Voix attaque la réforme du droit de l’immigration ce qu’a annoncé le ministre de l’Intérieur, Fernando Grande-Marlaskaen pleine crise Ceuta. Ce rejet intervient après que le Conseil des ministres a approuvé deux projets préliminaires visant à adapter le système juridique espagnol au Pacte européen sur la migration et l’asile.
Il Conseil des ministres a donné son feu vert à une nouvelle loi sur l’asile et à une modification substantielle du Loi Organique 4/2000du 11 janvier, sur les droits et libertés des étrangers en Espagne. Le porte-parole de l’Exécutif, Elma Saïzavait avancé la déclaration de Ceuta comme situation d’intérêt pour la sécurité nationale avant que le ministère de l’Intérieur ne détaille la portée de la réforme.
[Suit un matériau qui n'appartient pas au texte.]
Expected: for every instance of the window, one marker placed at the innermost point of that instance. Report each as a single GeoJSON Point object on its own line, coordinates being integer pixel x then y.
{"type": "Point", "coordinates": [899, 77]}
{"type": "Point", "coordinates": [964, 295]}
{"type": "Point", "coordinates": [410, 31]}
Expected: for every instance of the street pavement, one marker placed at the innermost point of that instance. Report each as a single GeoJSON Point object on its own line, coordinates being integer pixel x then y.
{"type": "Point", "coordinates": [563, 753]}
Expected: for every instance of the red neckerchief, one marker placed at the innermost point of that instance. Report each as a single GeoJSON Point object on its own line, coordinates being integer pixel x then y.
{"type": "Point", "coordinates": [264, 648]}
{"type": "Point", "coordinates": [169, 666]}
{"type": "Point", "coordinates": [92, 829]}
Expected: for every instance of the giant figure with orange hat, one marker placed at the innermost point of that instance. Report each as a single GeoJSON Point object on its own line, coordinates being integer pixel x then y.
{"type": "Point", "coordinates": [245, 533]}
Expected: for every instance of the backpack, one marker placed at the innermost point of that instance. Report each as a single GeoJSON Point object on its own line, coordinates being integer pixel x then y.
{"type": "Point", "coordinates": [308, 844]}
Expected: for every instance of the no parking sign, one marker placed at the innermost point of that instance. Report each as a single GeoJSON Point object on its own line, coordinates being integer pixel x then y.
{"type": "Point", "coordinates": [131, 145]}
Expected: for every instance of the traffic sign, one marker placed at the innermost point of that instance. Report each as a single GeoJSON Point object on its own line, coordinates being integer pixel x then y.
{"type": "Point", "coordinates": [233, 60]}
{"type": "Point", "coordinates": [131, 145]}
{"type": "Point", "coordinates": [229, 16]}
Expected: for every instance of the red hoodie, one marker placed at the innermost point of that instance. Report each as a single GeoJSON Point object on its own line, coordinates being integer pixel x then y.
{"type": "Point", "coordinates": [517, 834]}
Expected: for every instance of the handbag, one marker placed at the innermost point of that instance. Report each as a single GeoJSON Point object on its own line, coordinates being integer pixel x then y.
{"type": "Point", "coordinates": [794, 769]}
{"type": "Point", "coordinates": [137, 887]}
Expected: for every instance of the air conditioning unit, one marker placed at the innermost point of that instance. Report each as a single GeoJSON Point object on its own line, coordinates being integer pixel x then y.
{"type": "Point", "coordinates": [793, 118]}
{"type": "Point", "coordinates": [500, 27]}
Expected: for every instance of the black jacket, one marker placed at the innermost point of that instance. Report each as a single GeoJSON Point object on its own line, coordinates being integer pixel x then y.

Le rejet de Vox : contrôle aux frontières et retour avant plus de gestion
La direction nationale de Voix a réagi durement. La formation qu’il préside Santiago Abascal relie le traitement de ces avant-projets à la crise de Ceuta et a durci son discours sur l’immigration face à ce qu’il considère comme un transfert de souveraineté en faveur de Bruxelles.
Pour Vox, le problème n’est pas un manque de réglementation, mais bien l’absence de contrôle aux frontières. La formation soutient que la priorité doit être le retour immédiat de ceux qui entrent irrégulièrement et non l’expansion du système d’asile, et exige que la réponse de l’État se concentre sur la sécurité et la protection des frontières extérieures.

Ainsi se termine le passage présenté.